L’identification des profils : la fiche de poste peut faire figurer des éléments sur le profil recherché, notamment en termes de qualification et de maîtrise technique de certains outils, d’expérience, de tempérament et de motivations. Attention toutefois à ne pas trop détailler le profil recherché, car plus vous additionnez les critères, plus vous restreignez vos chances de recevoir une variété de candidatures intéressantes. Or, ce que vous cherchez, ce n’est pas votre double ni un mouton à 5 pattes, mais quelqu’un qui va apporter de la valeur ajoutée sur des besoins ciblés.

La communication de votre offre d’emploi : pour attirer les candidats à vous, vous pouvez passer par des instances expertes de la mise en relation entre employeurs et candidats, publiques (Pôle emploi) ou privées (APEC, cabinets de recrutement…), communiquer sur votre site, dans la presse ou via les réseaux sociaux, mobiliser votre réseau de contacts… Pensez aussi à rassembler les candidatures spontanées que vous avez pu recevoir à un moment où vous n’aviez pas de poste à proposer. Vous pouvez encore organiser un challenge pour communiquer de façon ludique sur votre offre d’emploi et tester la motivation et les qualités des candidats.

La sélection des candidats : méfiez-vous de vos biais décisionnels : des stéréotypes et idées toutes faites de « la tête de l’emploi » peuvent vous faire passer à côté de la perle rare. Éliminez les candidatures qui ne correspondent assurément pas à votre besoin, mettez de côté celles qui vous séduisent d’emblée et intéressez-vous surtout à la pile intermédiaire, celle des personnes qui ne vous ont pas immédiatement tapé dans l’œil mais qui ont des points forts sur un ou plusieurs éléments de la fiche de poste, même si elles ont à renforcer leur expérience sur d’autres attendus. Il est en effet souvent plus intéressant de recruter quelqu’un en fonction de sa marge de progression que sur la foi de ses acquis. 

L’entretien de recrutement et la négociation : votre présélection effectuée, il est temps de rencontrer les candidats. Les enjeux :

  • vérifier que la personne a bien compris la fiche de poste et que ses compétences et appétences sont en adéquation avec vos besoins ;
  • comprendre les motivations du candidat ;
  • cerner une personnalité ;
  • engager la discussion sur les conditions d’emploi et de travail : type de contrat, temps plein ou temps partiel, jours et horaires de travail, rémunération et avantages, perspectives d’évolution… Méfiez-vous des candidats prêts à accepter tout ce que vous leur proposez sans demander de compléments d’information ni discuter des conditions : cela peut être le signe de motivations insuffisamment approfondies, d’un déficit de projection dans la réalité du travail ou d’un tempérament insuffisamment affirmé qui pourrait ensuite se concrétiser par des comportements de fuite ou de renfermement face aux difficultés. Ne prenez pas non plus forcément le candidat le moins gourmand en salaire : s’il demande beaucoup moins que les autres, c’est peut-être qu’il n’a pas pleinement pris la mesure des responsabilités auxquelles sa fonction l’appelle et du niveau d’attentes que vous avez sur ce poste ;
  • répondre aux questions du candidat : la pertinence de ses questions est un très bon indicateur de sa capacité à se projeter dans la fonction ;
  • au besoin, demander des recommandations : en contactant un précédent employeur, vous allez pouvoir conforter ou infirmer des intuitions sur le candidat.
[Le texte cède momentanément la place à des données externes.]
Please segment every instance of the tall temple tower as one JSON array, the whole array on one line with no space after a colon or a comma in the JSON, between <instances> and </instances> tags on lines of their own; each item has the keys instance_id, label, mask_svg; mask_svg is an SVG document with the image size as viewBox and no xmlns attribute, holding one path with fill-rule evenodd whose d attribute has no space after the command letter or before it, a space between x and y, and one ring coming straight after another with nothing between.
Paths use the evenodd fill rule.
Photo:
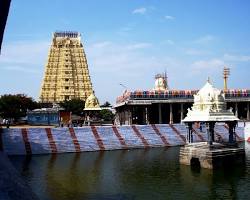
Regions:
<instances>
[{"instance_id":1,"label":"tall temple tower","mask_svg":"<svg viewBox=\"0 0 250 200\"><path fill-rule=\"evenodd\" d=\"M55 32L50 47L40 100L58 103L93 94L86 55L78 32Z\"/></svg>"}]
</instances>

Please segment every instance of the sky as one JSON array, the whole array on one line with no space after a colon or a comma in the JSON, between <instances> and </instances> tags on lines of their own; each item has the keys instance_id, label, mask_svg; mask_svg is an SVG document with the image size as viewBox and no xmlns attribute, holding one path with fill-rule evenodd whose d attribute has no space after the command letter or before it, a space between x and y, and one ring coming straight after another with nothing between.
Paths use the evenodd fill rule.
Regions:
<instances>
[{"instance_id":1,"label":"sky","mask_svg":"<svg viewBox=\"0 0 250 200\"><path fill-rule=\"evenodd\" d=\"M248 0L12 0L0 55L0 95L39 100L55 31L78 31L100 103L125 89L250 89Z\"/></svg>"}]
</instances>

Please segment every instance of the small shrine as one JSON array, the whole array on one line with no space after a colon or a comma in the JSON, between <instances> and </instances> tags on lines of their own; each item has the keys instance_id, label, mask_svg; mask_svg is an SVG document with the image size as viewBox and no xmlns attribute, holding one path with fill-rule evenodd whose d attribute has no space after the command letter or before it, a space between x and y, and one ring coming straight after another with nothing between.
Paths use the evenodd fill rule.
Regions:
<instances>
[{"instance_id":1,"label":"small shrine","mask_svg":"<svg viewBox=\"0 0 250 200\"><path fill-rule=\"evenodd\" d=\"M166 91L168 90L168 83L167 83L167 75L164 74L157 74L155 76L155 87L154 91Z\"/></svg>"},{"instance_id":2,"label":"small shrine","mask_svg":"<svg viewBox=\"0 0 250 200\"><path fill-rule=\"evenodd\" d=\"M99 101L94 93L91 93L85 102L85 124L91 125L98 121L96 114L101 110Z\"/></svg>"},{"instance_id":3,"label":"small shrine","mask_svg":"<svg viewBox=\"0 0 250 200\"><path fill-rule=\"evenodd\" d=\"M214 88L208 79L194 95L194 104L182 120L187 126L187 144L180 150L180 163L199 163L203 168L213 169L225 164L226 161L244 161L245 151L236 143L235 127L238 120L232 109L226 109L223 91ZM228 127L228 142L215 142L214 127L217 122L225 123ZM208 142L193 143L194 123L206 125Z\"/></svg>"}]
</instances>

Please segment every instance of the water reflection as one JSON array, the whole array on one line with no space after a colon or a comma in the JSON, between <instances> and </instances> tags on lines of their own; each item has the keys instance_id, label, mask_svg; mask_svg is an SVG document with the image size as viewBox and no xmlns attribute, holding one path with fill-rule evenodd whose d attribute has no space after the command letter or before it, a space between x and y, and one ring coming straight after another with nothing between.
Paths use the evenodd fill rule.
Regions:
<instances>
[{"instance_id":1,"label":"water reflection","mask_svg":"<svg viewBox=\"0 0 250 200\"><path fill-rule=\"evenodd\" d=\"M249 154L248 154L249 156ZM179 148L11 157L41 199L244 199L246 167L179 165Z\"/></svg>"}]
</instances>

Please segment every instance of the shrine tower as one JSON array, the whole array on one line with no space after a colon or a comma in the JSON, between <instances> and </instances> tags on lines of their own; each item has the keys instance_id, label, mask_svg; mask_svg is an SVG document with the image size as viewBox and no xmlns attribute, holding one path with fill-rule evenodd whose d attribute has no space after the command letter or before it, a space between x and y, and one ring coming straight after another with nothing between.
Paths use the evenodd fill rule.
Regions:
<instances>
[{"instance_id":1,"label":"shrine tower","mask_svg":"<svg viewBox=\"0 0 250 200\"><path fill-rule=\"evenodd\" d=\"M59 103L85 101L93 94L86 55L78 32L55 32L49 50L40 100Z\"/></svg>"}]
</instances>

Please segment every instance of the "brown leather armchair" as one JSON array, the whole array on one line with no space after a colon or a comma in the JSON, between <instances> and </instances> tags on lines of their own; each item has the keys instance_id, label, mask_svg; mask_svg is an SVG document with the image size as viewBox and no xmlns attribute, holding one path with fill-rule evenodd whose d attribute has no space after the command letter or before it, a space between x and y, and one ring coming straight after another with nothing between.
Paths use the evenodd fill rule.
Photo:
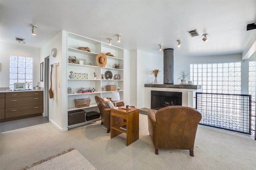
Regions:
<instances>
[{"instance_id":1,"label":"brown leather armchair","mask_svg":"<svg viewBox=\"0 0 256 170\"><path fill-rule=\"evenodd\" d=\"M159 149L189 150L194 156L196 134L201 113L188 107L171 106L162 108L156 113L148 111L148 131L158 154Z\"/></svg>"},{"instance_id":2,"label":"brown leather armchair","mask_svg":"<svg viewBox=\"0 0 256 170\"><path fill-rule=\"evenodd\" d=\"M101 117L101 124L105 125L107 128L107 133L110 131L110 109L108 104L100 97L95 96L96 103L100 110ZM116 103L116 106L124 106L124 102Z\"/></svg>"}]
</instances>

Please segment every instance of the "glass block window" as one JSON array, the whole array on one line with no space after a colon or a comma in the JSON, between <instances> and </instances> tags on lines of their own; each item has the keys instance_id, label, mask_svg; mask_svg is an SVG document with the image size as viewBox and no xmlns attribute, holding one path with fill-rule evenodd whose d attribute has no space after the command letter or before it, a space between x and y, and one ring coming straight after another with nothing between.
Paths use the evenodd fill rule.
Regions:
<instances>
[{"instance_id":1,"label":"glass block window","mask_svg":"<svg viewBox=\"0 0 256 170\"><path fill-rule=\"evenodd\" d=\"M191 64L190 80L203 93L241 94L241 62Z\"/></svg>"},{"instance_id":2,"label":"glass block window","mask_svg":"<svg viewBox=\"0 0 256 170\"><path fill-rule=\"evenodd\" d=\"M33 87L33 58L10 55L10 88L14 89L14 83L25 83L27 89L28 82L31 89Z\"/></svg>"},{"instance_id":3,"label":"glass block window","mask_svg":"<svg viewBox=\"0 0 256 170\"><path fill-rule=\"evenodd\" d=\"M256 61L249 62L248 94L252 95L252 133L255 134L255 96L256 96Z\"/></svg>"}]
</instances>

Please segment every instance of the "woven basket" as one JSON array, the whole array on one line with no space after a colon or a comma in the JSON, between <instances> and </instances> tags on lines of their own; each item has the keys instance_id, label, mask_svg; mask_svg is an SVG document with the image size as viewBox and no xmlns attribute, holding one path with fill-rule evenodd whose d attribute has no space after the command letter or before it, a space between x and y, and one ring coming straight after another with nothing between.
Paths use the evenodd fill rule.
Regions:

La rédaction et la signature du contrat de travail : vous avez trouvé le bon candidat ? Bravo ! Il n’y a plus qu’à rédiger le contrat de travail, préférablement avec l’accompagnement d’un juriste ou d’un expert-comptable et à le parapher et le signer en 2 exemplaires. Vous pouvez faire signer un contrat de travail en CDI ou en CDD jusqu’à 2 jours après le commencement de la mission, en vertu d’une jurisprudence tolérante sur les délais de mise en œuvre d’une nouvelle embauche. Si, à l’issue du premier mois d’exercice, le contrat de travail n’a toujours pas été signé, le salarié est réputé embauché à temps plein, en CDI et sans période d’essai. Son bulletin de salaire fait foi en la matière.